AH i think i found it  Its a pdf file

http://www.packgoatforum.com/attach...1-napga-rendezvous-goat-measurement-table.pdf


----------



## Saltlick (Jun 12, 2011)

Omg he's huge!! I remember I wanted him too when I came to pick up Django. I have major goat envy  but, although not as big, I do absolutely love the yearling I bought from you! He loves to hop in cars if the door is open, he's super curious and alert yet gentle and I think he's going to make a good packer. We go on walks in the field almost every day and my other goat is being nice to him now.


----------



## joecool911 (Jul 3, 2010)

My boys are 15 months. 36 & 37", but weigh less than Legion, Mine both taped at 150#. They are leggy and a bit thin. Weight appropriate, just have not filled out yet with muscle. 
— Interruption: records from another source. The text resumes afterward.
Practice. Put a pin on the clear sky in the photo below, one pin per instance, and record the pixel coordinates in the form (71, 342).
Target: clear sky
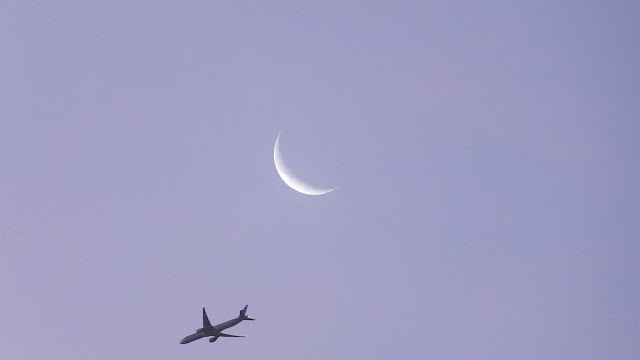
(485, 156)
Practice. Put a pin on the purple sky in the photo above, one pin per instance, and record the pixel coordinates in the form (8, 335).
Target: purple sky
(485, 155)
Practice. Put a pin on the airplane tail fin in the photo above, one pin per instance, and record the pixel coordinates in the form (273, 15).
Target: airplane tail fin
(205, 319)
(243, 314)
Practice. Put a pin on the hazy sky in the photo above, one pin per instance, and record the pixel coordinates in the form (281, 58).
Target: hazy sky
(485, 156)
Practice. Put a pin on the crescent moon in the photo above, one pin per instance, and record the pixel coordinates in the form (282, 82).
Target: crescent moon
(293, 181)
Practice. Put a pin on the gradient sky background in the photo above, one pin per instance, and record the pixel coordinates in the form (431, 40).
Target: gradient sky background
(486, 159)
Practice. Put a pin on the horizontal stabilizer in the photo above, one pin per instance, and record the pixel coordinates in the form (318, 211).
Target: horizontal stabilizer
(228, 335)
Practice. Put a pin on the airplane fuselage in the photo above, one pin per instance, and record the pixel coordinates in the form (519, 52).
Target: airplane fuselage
(212, 331)
(208, 330)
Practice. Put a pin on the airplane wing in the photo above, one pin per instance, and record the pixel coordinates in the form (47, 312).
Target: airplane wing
(228, 335)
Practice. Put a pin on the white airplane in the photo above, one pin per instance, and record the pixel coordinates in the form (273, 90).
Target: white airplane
(216, 331)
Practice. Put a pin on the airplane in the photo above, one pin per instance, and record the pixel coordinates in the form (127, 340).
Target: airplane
(214, 332)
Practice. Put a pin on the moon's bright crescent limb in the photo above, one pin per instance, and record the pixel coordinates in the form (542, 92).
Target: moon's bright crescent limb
(287, 176)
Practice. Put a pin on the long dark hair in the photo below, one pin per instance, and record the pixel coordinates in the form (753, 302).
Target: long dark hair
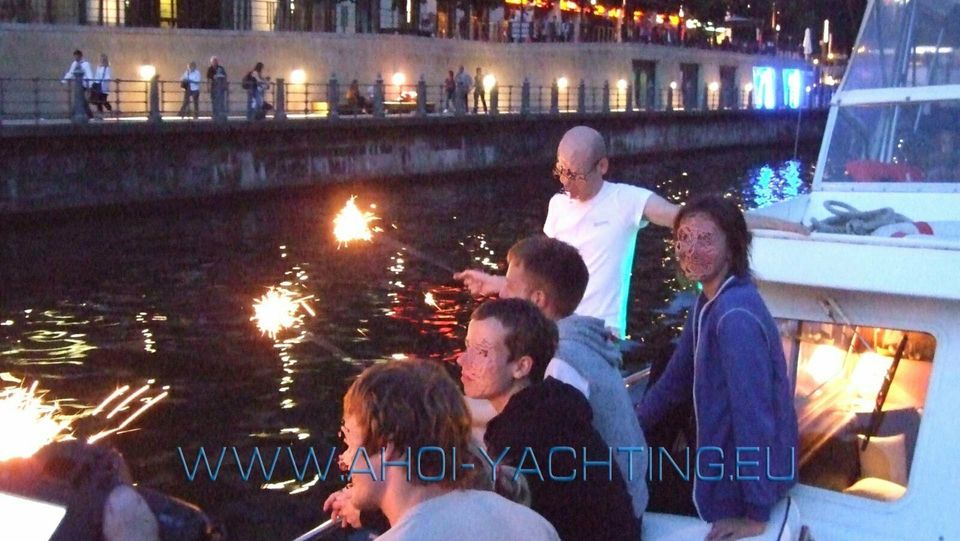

Yeah, that PDF is what I was looking for. Thanks!


----------



## TDG-Farms (Jul 12, 2013)

Its the alfalfa we feed I am guessing. I still havent started to transition him over to a mixed hay. That and not getting out much he has a bit of fat on him  And I am so glad he ended up with you Cheri. I knew all he needed was someone to to focus on him and he would quickly find himself. Makes me misty eyed


----------